If it were to be stamped down, it won't go away. The Shah's son has been in the US all along, as a "shadow" candidate, to again lead "his" nation. Just as the Shah was forced out, so could the current mullah fanatics be put under extreme pressure.
Iranians are NOT arabs; they carefully classify themselves as "caucasians" and "ayrians." Before the revolution, there were Jews in Iran, but most fled for their lives. Same for Christians, I expect.
The citizens have had it both ways, now: Under the Shah, and under the mullahs. Are they changing choices? Do they have a say?
Interesting question, actually. Revolutions are often fought and won with a lot of young men. They take power, rise through the ranks... And the Revolution continues.
The Revolution ends when the youngest revolutionary dies of old age.
Remember when the Soviets went through Brezhnev, Andropov, Chernenko, and finally Gorbachev in the space of a few years? The first three were pretty much the last of the Bolshevik Revolutionaries in the Politburo. Once they were gone, the revolution died, and voila! ...Perestroika.
Similar stuff is starting to happen now in China.
Give it another 10 or 20 years, and it'll happen in the American Civil Rights movement, as well.
Jesse and Sharpton are just about the last of the active orifinal arm-linkers.
I know that in Iran there are struggles between different sides unlike in the Arab countries.
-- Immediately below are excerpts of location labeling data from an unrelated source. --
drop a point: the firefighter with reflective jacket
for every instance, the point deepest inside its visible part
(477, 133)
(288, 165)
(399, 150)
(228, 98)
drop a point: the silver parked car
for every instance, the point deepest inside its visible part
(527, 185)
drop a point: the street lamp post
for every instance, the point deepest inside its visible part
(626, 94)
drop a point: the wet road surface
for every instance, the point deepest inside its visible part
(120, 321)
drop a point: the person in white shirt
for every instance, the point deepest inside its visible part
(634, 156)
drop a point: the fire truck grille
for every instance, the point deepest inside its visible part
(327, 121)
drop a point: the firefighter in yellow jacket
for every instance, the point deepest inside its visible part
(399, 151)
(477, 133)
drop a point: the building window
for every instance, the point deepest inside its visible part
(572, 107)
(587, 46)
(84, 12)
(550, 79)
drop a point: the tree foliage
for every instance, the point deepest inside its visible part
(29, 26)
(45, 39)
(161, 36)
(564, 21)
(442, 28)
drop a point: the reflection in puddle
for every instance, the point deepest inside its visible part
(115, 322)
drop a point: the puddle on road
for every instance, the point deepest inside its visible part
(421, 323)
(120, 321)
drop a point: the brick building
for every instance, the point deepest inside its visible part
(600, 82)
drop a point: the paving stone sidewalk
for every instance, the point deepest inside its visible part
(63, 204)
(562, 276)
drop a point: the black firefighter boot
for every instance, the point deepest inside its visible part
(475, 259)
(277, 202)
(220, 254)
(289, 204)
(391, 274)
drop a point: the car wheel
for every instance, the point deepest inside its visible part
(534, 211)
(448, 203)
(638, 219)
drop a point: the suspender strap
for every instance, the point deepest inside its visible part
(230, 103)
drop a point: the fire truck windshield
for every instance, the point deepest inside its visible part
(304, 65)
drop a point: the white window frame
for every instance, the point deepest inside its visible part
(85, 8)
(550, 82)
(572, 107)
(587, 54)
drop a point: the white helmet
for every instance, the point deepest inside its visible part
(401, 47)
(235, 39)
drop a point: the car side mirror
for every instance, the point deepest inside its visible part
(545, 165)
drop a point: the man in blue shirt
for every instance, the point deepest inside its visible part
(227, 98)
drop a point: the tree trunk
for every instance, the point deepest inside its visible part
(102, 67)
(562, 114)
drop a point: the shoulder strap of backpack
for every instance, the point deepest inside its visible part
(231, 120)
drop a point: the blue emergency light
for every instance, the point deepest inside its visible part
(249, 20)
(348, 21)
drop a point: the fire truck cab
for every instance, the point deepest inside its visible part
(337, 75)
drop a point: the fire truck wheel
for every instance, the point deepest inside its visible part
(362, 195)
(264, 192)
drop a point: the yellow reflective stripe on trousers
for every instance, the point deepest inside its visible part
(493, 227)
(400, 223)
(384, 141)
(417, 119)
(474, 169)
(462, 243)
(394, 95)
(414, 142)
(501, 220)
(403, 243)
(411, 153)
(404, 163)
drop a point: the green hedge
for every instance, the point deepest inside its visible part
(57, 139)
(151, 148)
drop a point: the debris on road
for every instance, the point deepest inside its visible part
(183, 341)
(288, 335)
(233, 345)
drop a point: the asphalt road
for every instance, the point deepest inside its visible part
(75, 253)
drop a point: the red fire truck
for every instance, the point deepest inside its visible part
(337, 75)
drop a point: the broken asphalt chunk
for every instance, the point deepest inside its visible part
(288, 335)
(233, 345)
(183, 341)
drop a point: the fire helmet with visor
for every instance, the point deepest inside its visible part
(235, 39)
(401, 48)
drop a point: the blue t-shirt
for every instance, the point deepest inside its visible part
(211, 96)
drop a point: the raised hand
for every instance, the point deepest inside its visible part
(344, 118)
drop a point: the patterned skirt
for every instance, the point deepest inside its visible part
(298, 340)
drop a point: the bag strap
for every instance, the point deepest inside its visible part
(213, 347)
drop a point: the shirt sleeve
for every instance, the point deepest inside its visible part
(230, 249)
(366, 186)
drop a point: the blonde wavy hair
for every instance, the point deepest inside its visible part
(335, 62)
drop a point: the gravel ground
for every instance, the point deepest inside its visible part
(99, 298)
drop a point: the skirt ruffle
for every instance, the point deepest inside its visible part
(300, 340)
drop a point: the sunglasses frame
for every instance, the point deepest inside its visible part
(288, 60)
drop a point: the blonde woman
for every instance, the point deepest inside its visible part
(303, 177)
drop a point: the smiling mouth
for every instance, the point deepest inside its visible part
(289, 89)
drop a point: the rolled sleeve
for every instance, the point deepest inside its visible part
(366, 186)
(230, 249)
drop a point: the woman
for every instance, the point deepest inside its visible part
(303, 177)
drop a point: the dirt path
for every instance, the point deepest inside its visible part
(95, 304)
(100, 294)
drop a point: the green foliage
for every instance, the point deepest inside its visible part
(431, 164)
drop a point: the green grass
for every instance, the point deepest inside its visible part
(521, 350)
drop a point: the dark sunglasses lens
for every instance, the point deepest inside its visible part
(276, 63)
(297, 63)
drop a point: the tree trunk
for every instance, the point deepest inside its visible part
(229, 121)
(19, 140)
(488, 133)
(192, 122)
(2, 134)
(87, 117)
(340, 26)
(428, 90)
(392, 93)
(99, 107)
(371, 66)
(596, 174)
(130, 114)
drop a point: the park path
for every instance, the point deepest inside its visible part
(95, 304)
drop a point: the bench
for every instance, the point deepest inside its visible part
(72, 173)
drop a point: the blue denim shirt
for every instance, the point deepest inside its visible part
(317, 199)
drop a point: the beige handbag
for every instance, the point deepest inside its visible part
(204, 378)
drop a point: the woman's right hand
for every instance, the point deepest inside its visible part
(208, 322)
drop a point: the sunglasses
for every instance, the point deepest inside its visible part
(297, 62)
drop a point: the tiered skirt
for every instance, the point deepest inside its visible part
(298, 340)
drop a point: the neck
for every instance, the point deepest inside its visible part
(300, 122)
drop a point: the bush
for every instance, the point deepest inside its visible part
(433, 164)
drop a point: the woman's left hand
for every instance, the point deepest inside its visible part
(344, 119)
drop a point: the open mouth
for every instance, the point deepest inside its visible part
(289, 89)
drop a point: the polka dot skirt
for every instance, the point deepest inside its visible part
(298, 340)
Also, this conflict in Iran is serious enough that he hard-line group in charge has killed dozens of opponents I believe in the last 5 years.
Second, if the locals want freedom they may just have to go earn it themselves instead of depending on others to do it for them.
Be careful what you ask for, my friend, you just might get it! Stay well and vigilant...FRegards
I don't believe this source when the news is bad. I have to doubt it when the news is good.
Ahh, a follower of the great philosopher, Al Bundy! LOL!